Wood has been a Betfair customer for nine years, and has clearly done well in his betting. He would have needed around £28,000 in his account to lay the first of those bets, less for the other two. Presumably it’s the amount he was prepared to lose on each occasion that has triggered the investigation. It is a lot when you compare with win bets struck in last week’s big races. The Sporting Life recorded just two bets of £1,000 or more in the Darley July Cup, and they were on 7/2 favourite Society Rock. Even though the odds on favourite in Friday’s Falmouth Stakes, Golden Lilac, attracted a dozen wagers at £1,000 or more, the largest of these was £5,500. If people are only risking less than a quarter on well-fancied horses of what Mr Woods was prepared to lose on an outsider then it’s not surprising his bets were subject to scrutiny.

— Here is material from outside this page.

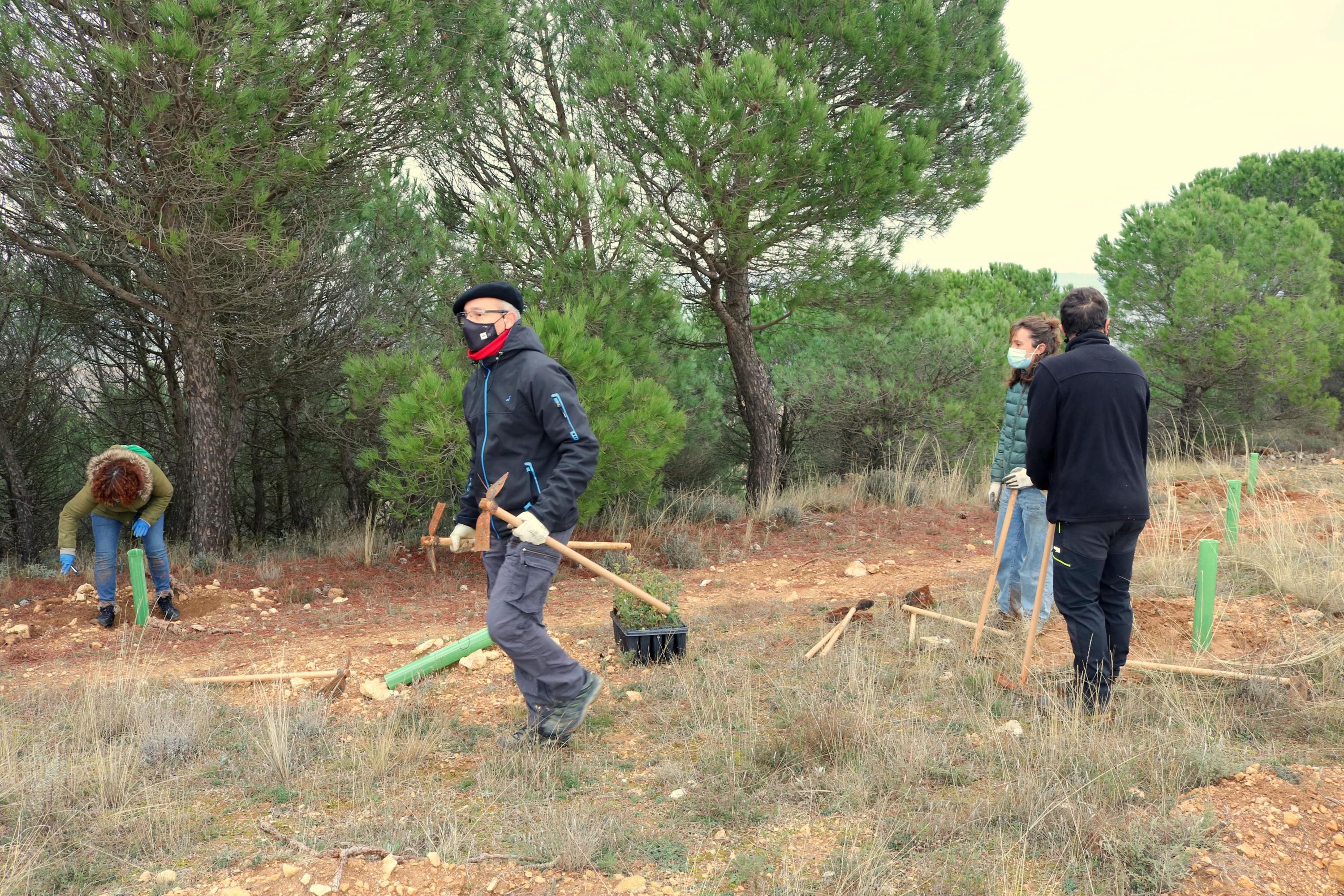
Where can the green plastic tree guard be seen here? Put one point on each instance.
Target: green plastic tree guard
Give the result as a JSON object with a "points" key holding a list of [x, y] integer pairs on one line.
{"points": [[432, 663], [136, 563], [1205, 582], [1234, 511]]}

Woods is at a loss to know why any enquiry is taking so long, and that seems to have annoyed him more than the investigation itself. He said, “I’ve spent 90 minutes with a BHA investigator and handed over my telephone records. The investigator told me inquiries didn’t begin until March 2012, which I find unbelievable, considering Betfair suspended my account in July 2011. Now I’m at the centre of an investigation by racing’s two biggest organisations. No wonder I’m angry and baffled.”